„Transparenz ist entscheidend“
„Die Forderung nach gesetzlichen Regelungen zu einer verpflichtenden Barrierefreiheit in allen Arztpraxen ist realitätsfern und atmet den Hauch des Populismus. Erstaunlich, dass sie vom Beauftragten der Bundesregierung für Menschen mit Behinderung stammt. Es gibt allein über 80 Kriterien für Barrierefreiheit, bezogen auf sechs Beeinträchtigungsarten.
Das kann keine Praxis, vermutlich keine Einrichtung, wohl auch kaum eine öffentliche, in Deutschland in voller Bandbreite erfüllen“, kommentiert Dr. Andreas Gassen, Vorstandsvorsitzender der Kassenärztlichen Bundesvereinigung (KBV) in Berlin.

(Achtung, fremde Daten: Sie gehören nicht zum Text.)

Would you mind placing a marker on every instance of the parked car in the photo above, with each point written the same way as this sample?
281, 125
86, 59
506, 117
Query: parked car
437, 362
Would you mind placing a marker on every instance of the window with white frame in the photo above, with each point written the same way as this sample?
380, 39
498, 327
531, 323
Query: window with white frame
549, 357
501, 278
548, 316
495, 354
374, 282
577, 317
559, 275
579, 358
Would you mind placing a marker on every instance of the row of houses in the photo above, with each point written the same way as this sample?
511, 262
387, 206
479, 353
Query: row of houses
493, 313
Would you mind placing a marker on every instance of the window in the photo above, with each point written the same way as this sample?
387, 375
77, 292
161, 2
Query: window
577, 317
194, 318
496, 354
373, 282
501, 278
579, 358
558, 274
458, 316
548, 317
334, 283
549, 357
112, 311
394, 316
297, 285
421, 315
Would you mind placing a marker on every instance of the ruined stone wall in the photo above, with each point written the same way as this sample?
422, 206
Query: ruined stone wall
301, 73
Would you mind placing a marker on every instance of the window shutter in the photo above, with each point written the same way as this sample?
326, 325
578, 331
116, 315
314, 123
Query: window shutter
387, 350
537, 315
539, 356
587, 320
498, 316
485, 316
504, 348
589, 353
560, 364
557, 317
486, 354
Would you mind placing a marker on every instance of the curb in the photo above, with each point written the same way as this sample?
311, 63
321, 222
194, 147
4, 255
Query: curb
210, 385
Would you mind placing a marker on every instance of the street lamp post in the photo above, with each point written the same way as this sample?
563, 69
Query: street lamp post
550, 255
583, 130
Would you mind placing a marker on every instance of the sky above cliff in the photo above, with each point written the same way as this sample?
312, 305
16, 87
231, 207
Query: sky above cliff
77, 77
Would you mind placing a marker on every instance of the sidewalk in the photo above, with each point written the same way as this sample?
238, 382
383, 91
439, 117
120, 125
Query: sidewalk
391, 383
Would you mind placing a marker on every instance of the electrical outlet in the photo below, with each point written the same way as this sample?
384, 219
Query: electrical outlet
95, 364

„Allerdings passt dieser Vorstoß zum politischen Gesamtbild, möglichst alles dirigistisch vorzuschreiben. Leider ist es in der politischen Debatte momentan en vogue, dass mit hoher Anspruchshaltung gefordert wird, aber die enormen finanziellen Belastungen vollkommen ausgeblendet bleiben. Natürlich sollen Menschen mit Beeinträchtigungen einen möglichst leichten Zugang zu Praxen haben. Daher ist Transparenz wichtig, dass beispielsweise über die Arztsuchen entsprechende Informationen auffindbar sind“, so Gassen weiter.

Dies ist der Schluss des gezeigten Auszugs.